From the example in Bluebird's docs :

// Enable cancellation
Promise.config({cancellation: true});

var fs = Promise.promisifyAll(require("fs"));

// In 2000ms or less, load & parse a file 'config.json'
var p = Promise.resolve('./config.json')
    .timeout(2000)
    .catch(console.error.bind(console, 'Failed to load config!'))
    .then(fs.readFileAsync)
    .then(JSON.parse);

// Listen for exception event to trigger promise cancellation
process.on('unhandledException', function(event) {
    // cancel config loading
    p.cancel();
});

You'd still had to add a library.

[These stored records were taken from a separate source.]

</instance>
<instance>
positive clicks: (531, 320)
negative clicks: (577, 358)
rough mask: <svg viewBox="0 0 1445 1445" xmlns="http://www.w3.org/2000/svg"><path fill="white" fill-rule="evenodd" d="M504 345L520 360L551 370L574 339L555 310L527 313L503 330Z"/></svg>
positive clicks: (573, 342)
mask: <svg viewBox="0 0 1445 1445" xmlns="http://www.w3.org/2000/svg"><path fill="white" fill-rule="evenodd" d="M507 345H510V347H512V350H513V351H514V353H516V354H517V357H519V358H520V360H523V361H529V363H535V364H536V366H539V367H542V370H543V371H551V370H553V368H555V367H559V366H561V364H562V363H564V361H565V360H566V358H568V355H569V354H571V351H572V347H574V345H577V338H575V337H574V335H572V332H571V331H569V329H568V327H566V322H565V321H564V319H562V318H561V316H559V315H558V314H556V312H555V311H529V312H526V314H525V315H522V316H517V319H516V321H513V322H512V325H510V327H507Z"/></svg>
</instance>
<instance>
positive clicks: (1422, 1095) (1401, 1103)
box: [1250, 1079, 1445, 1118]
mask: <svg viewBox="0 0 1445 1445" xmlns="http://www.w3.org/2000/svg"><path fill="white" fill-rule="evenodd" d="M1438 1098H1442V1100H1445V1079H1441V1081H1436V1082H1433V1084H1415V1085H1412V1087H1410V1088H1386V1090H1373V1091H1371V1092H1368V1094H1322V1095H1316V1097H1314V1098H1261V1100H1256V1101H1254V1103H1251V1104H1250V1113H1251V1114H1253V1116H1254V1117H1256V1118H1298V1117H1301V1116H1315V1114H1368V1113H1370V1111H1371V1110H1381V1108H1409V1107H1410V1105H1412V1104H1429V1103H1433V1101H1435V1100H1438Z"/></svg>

Plain JS is possible if you write your promises with cancellation in mind, but you're always subject to other APIs. For example, you can abort a XHR request, but many other promises you can't cancel. Still from the Bluebird's docs, I POST here this example :

function makeCancellableRequest(url) {
    return new Promise(function(resolve, reject, onCancel) {
        var xhr = new XMLHttpRequest();
        xhr.on("load", resolve);
        xhr.on("error", reject);
        xhr.open("GET", url, true);
        xhr.send(null);
        // Note the onCancel argument only exists if cancellation has been enabled!
        onCancel(function() {
            xhr.abort();
        });
    });
}

You can design your promises in such way, maybe, depending on your use case.